In the past I have written a blog post explaining how cron works. Definitely worth a read. But if you just want to get on and get your Twitterbot underway then I will explain what you need to do.

I said earlier that I would like my Twitterbot to (potentially) tweet 4 times a day. I say potentially as there is randomness in the the code to ensure it only tweets one in four times.

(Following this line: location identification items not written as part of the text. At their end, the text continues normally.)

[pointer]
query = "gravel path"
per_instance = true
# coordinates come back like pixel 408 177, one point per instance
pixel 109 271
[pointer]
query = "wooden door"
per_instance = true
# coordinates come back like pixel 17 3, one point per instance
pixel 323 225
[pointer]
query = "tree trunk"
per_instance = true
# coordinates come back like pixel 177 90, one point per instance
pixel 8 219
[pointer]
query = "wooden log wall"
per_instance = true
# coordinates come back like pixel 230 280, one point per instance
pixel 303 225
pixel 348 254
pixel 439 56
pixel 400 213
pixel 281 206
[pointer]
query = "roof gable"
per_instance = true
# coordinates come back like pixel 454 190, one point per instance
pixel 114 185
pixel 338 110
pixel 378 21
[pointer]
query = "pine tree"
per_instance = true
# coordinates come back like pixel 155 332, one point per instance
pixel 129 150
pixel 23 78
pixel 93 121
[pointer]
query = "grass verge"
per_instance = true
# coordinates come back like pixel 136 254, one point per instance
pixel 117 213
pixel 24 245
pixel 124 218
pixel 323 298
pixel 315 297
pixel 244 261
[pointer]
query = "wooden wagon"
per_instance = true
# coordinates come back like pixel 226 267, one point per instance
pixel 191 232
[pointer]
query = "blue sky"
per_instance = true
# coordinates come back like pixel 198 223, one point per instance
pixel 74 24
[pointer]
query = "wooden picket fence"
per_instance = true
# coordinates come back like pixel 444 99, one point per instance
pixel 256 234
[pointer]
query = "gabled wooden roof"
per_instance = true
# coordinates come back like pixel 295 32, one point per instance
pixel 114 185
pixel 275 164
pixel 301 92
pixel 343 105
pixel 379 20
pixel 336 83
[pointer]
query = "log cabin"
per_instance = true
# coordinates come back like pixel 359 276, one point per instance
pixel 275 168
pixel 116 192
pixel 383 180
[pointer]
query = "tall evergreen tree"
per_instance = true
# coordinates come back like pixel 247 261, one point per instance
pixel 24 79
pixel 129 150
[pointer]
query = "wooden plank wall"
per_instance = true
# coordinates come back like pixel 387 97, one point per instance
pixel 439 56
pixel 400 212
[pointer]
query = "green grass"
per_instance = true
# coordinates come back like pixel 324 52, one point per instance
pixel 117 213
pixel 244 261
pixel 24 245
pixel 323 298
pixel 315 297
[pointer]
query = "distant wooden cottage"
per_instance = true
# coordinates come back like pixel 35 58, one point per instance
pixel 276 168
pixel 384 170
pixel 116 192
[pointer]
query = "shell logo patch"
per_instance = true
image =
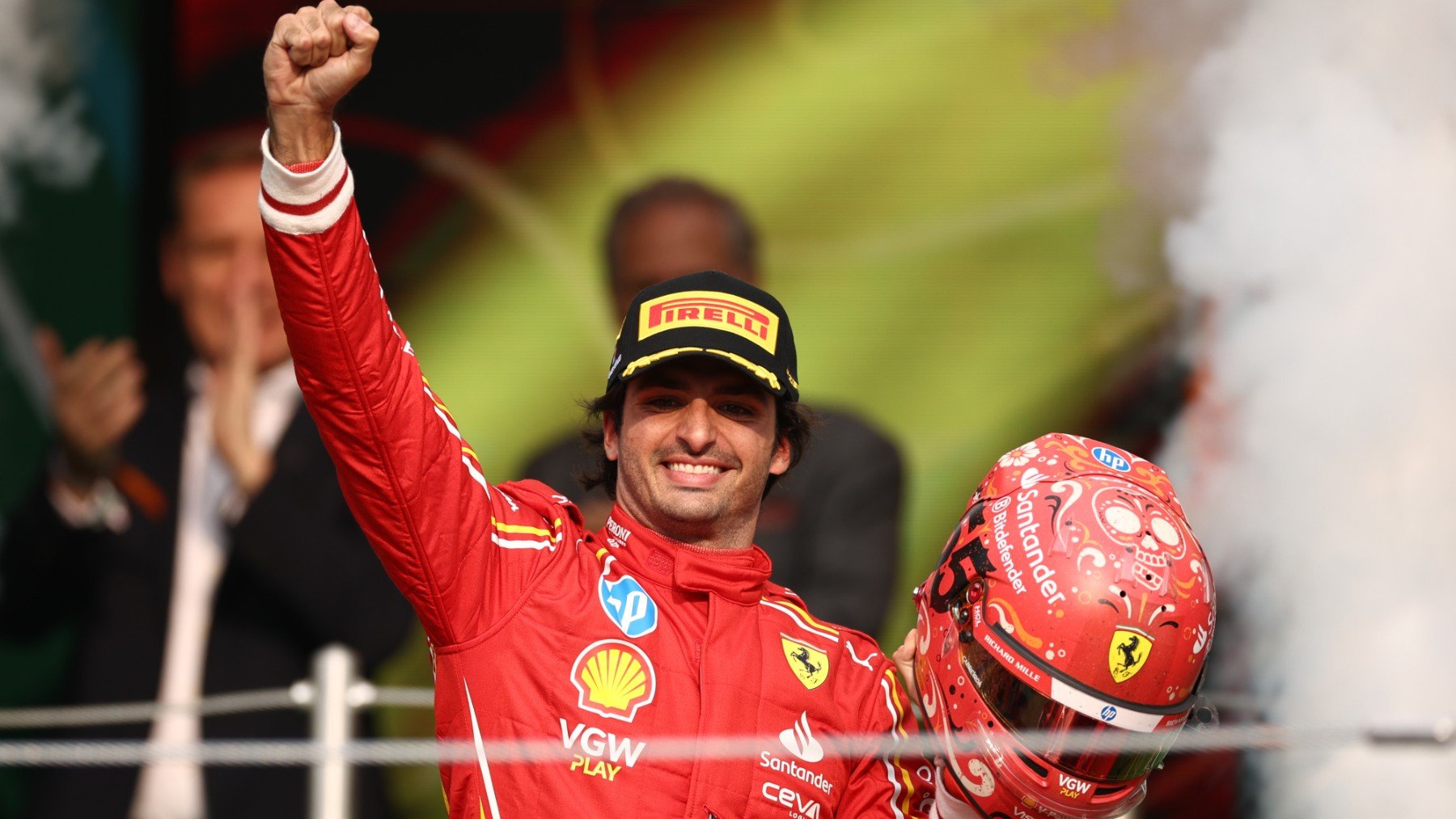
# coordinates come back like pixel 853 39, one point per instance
pixel 1128 653
pixel 807 662
pixel 613 678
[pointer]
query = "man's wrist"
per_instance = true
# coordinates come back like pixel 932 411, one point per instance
pixel 298 134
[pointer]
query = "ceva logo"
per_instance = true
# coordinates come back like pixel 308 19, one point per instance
pixel 800 741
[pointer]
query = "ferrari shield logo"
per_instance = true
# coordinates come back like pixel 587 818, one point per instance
pixel 807 662
pixel 1128 653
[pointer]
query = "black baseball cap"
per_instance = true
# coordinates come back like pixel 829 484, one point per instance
pixel 713 315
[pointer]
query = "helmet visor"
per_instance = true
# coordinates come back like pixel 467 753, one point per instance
pixel 1064 738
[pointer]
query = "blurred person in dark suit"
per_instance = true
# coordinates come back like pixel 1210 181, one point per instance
pixel 830 527
pixel 194 537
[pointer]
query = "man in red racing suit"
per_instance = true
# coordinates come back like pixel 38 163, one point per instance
pixel 607 642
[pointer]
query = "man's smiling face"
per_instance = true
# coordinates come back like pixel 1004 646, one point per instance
pixel 695 447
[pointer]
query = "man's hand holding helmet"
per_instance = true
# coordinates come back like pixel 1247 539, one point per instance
pixel 1062 637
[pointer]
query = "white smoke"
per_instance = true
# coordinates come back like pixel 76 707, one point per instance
pixel 1319 454
pixel 36 130
pixel 40 136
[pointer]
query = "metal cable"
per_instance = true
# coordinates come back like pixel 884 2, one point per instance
pixel 120 713
pixel 667 748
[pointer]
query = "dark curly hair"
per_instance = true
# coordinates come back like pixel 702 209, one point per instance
pixel 793 420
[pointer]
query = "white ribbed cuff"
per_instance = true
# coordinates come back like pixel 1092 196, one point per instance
pixel 305 203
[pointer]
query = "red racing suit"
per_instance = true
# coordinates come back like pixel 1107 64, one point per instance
pixel 606 642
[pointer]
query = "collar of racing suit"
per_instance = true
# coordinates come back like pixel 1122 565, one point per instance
pixel 733 573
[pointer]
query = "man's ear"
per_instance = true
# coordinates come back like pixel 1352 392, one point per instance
pixel 609 435
pixel 782 456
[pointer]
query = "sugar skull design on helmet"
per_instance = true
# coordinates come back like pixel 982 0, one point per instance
pixel 1072 600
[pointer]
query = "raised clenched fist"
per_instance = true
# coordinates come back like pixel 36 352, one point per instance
pixel 315 57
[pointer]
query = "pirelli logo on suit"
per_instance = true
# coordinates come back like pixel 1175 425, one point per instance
pixel 713 310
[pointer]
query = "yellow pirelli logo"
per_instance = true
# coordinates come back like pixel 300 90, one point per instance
pixel 713 310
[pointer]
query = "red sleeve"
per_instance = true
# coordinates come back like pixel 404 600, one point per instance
pixel 895 786
pixel 458 547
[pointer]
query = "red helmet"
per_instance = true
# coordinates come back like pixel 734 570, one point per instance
pixel 1072 597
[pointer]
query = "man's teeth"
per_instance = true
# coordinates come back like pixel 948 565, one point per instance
pixel 695 469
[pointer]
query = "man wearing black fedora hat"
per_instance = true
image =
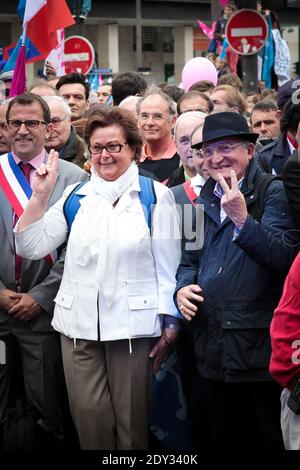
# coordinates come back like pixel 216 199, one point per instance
pixel 229 288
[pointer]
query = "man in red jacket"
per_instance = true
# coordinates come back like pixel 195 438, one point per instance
pixel 285 359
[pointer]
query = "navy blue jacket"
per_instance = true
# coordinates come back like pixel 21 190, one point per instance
pixel 242 282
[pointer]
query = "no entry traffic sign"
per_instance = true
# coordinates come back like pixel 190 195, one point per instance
pixel 247 32
pixel 79 55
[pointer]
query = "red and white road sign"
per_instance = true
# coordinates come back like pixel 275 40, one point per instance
pixel 247 32
pixel 79 55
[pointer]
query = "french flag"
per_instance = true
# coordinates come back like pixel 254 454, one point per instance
pixel 42 19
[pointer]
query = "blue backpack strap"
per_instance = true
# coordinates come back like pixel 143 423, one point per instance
pixel 147 198
pixel 72 204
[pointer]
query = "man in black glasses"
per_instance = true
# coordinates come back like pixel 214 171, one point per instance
pixel 63 137
pixel 27 288
pixel 229 288
pixel 4 142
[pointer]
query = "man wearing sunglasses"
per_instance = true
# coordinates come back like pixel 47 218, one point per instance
pixel 27 288
pixel 229 288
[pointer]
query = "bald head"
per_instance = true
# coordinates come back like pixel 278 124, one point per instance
pixel 185 126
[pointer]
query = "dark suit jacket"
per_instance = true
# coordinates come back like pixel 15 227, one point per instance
pixel 291 181
pixel 37 279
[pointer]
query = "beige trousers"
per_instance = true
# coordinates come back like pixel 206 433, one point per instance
pixel 109 391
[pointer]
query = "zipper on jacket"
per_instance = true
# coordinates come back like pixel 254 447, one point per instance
pixel 130 346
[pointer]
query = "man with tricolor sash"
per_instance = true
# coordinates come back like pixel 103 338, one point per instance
pixel 27 288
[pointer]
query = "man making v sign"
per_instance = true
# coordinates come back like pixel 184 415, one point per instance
pixel 229 288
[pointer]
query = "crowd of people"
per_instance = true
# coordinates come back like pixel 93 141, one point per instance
pixel 146 221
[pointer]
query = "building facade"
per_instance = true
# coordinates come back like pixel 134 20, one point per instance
pixel 170 33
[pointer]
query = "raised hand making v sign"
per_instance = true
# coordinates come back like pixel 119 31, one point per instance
pixel 43 184
pixel 233 201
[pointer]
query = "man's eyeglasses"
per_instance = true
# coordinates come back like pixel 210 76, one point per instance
pixel 56 121
pixel 110 148
pixel 30 124
pixel 224 149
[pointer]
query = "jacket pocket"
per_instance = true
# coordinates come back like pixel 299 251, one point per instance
pixel 65 302
pixel 143 318
pixel 142 302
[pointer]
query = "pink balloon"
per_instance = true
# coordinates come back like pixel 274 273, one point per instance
pixel 198 69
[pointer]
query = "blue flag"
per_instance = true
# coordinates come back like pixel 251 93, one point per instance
pixel 21 8
pixel 31 53
pixel 269 57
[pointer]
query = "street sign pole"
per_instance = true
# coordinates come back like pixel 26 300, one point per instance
pixel 249 63
pixel 246 33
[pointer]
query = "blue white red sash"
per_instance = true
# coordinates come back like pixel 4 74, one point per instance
pixel 17 190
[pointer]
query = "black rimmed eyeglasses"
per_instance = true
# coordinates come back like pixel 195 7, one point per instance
pixel 110 148
pixel 30 124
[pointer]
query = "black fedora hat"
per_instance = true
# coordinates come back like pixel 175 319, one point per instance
pixel 226 124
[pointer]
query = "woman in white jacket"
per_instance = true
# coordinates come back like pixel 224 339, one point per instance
pixel 117 288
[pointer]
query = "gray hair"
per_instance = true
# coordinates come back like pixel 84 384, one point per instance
pixel 58 99
pixel 187 116
pixel 154 90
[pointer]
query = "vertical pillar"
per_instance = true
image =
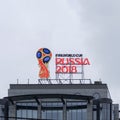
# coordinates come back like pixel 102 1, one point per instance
pixel 116 112
pixel 89 111
pixel 12 112
pixel 64 110
pixel 39 112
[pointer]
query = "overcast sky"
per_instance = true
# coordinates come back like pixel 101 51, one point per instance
pixel 90 27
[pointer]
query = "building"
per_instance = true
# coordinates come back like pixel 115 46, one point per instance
pixel 59 102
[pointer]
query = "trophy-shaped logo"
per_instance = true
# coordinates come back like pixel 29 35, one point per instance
pixel 43 55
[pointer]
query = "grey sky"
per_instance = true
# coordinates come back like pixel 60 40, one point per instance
pixel 90 27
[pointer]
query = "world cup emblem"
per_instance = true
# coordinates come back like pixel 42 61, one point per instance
pixel 43 55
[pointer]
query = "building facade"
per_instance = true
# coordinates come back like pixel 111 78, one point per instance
pixel 59 102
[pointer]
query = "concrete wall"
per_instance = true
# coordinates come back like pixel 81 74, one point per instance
pixel 82 89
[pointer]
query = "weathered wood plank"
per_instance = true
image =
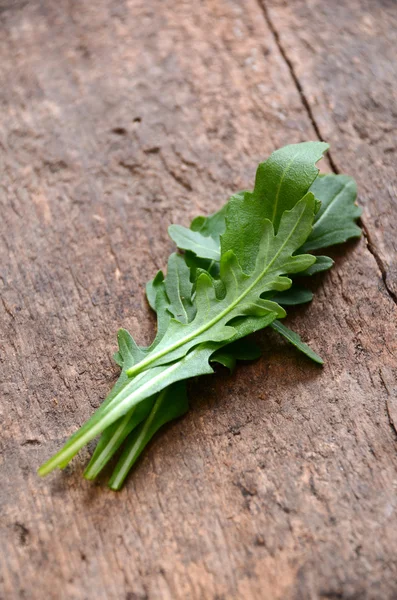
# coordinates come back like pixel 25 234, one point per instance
pixel 343 55
pixel 117 119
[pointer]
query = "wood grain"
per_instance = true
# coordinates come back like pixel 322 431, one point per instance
pixel 117 119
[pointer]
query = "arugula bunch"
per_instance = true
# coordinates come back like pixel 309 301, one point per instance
pixel 235 276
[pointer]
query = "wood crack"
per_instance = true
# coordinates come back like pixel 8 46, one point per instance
pixel 305 102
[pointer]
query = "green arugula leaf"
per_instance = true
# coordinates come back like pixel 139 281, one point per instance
pixel 195 241
pixel 281 182
pixel 232 280
pixel 227 356
pixel 242 297
pixel 335 222
pixel 295 295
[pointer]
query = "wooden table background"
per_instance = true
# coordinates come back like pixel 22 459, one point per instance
pixel 117 118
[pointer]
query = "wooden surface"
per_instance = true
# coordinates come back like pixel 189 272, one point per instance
pixel 118 118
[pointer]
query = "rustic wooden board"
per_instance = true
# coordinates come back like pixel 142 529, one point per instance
pixel 117 119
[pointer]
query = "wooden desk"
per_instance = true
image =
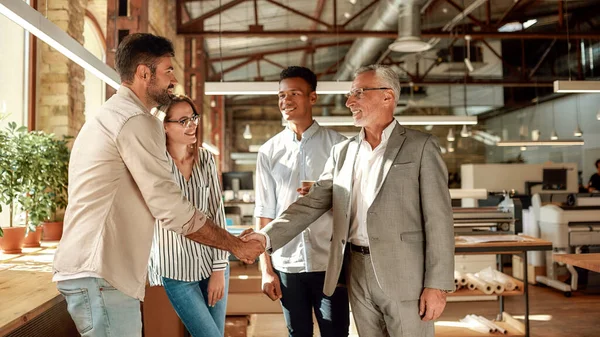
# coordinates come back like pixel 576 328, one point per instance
pixel 26 286
pixel 498 245
pixel 586 261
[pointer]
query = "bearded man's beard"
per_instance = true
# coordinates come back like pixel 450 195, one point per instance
pixel 158 95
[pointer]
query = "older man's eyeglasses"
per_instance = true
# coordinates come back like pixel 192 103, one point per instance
pixel 186 122
pixel 358 93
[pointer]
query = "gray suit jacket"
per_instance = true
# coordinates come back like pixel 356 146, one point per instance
pixel 409 224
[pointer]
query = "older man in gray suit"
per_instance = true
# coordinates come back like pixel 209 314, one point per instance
pixel 393 225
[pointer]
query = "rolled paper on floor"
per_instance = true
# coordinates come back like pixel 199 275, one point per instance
pixel 513 323
pixel 475 325
pixel 509 283
pixel 484 322
pixel 459 278
pixel 491 324
pixel 479 284
pixel 497 287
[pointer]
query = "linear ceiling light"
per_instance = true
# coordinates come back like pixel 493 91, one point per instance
pixel 404 120
pixel 211 148
pixel 35 23
pixel 269 88
pixel 576 86
pixel 542 143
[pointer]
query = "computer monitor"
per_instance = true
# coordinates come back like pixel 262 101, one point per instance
pixel 245 181
pixel 554 179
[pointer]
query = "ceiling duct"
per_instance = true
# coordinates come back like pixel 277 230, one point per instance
pixel 409 31
pixel 366 50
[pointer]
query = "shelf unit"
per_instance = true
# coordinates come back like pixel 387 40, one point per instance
pixel 519 245
pixel 476 292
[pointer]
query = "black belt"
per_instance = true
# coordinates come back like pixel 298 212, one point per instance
pixel 360 249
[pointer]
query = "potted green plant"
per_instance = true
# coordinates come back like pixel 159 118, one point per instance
pixel 13 181
pixel 46 191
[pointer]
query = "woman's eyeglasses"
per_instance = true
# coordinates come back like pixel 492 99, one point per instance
pixel 186 122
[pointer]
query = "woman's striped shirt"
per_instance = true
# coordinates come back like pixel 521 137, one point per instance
pixel 176 257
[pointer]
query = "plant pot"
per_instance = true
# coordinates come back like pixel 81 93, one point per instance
pixel 52 231
pixel 12 242
pixel 33 238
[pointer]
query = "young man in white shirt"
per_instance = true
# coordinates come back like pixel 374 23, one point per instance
pixel 296 273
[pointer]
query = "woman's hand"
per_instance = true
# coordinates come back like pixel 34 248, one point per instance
pixel 216 287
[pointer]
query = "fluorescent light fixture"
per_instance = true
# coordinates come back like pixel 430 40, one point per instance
pixel 578 132
pixel 254 148
pixel 404 120
pixel 269 88
pixel 576 86
pixel 469 65
pixel 35 23
pixel 529 23
pixel 542 143
pixel 247 134
pixel 211 148
pixel 243 156
pixel 511 27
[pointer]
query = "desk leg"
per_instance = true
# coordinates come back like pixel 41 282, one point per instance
pixel 500 297
pixel 526 291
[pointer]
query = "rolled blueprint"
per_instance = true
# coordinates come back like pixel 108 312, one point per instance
pixel 459 278
pixel 496 286
pixel 490 324
pixel 475 325
pixel 477 283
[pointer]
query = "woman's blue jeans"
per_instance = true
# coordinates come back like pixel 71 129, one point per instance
pixel 190 301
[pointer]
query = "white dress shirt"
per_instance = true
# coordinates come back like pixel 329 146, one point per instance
pixel 366 170
pixel 283 162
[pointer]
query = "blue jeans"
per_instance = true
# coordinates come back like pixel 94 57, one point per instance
pixel 100 310
pixel 300 293
pixel 190 301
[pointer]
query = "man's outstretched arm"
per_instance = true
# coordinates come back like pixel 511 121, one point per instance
pixel 214 236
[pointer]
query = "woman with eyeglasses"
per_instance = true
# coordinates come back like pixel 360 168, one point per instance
pixel 195 277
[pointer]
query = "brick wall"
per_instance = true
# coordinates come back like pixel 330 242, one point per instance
pixel 166 25
pixel 61 101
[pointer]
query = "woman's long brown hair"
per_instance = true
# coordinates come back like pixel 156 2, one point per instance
pixel 166 110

To tell the Raspberry Pi to try to tweet at four times in the day I will have to add four lines of code to my crontab file.

On your Raspberry Pi you need to open a terminal window and type

Crontab -e

This will open up the file you need to modify, probably using a text editor called nano.

You will need to enter the following text at the bottom of this:

00 00 * * * /usr/bin/python /home/pi/Desktop/TwitterBot/TwitterBot.py 
00 06 * * * /usr/bin/python /home/pi/Desktop/TwitterBot/TwitterBot.py 
00 12 * * * /usr/bin/python /home/pi/Desktop/TwitterBot/TwitterBot.py 
00 18 * * * /usr/bin/python /home/pi/Desktop/TwitterBot/TwitterBot.py

A brief explanation of each of these lines is as follows:
  • For each of the lines the first 00 refers to the minutes past the hour we want our program to run. 
  • 00,06,12,18 refer to the hour, (24 hour format) at which we want the program to run. 
  • * * * refer to day of Month, Month and Day of week respectively. We want to ignore all these, so use a * for each.  
  • The /usr/bin/python explains you want to launch your program with python. 
  • /home/pi/Desktop/TwitterBot/TwitterBot.py gives the full path to the program you want to run. 

Press ctrl-x and follow the instructions to save and exit.

And that is that. You have a fully functioning Twitterbot which will try to tweet 4 times a day, but on average will only manage it once :-)

I hope this has given you the basics of turning your Raspberry Pi into a Twitterbot. Let me know what Twitterbots you create!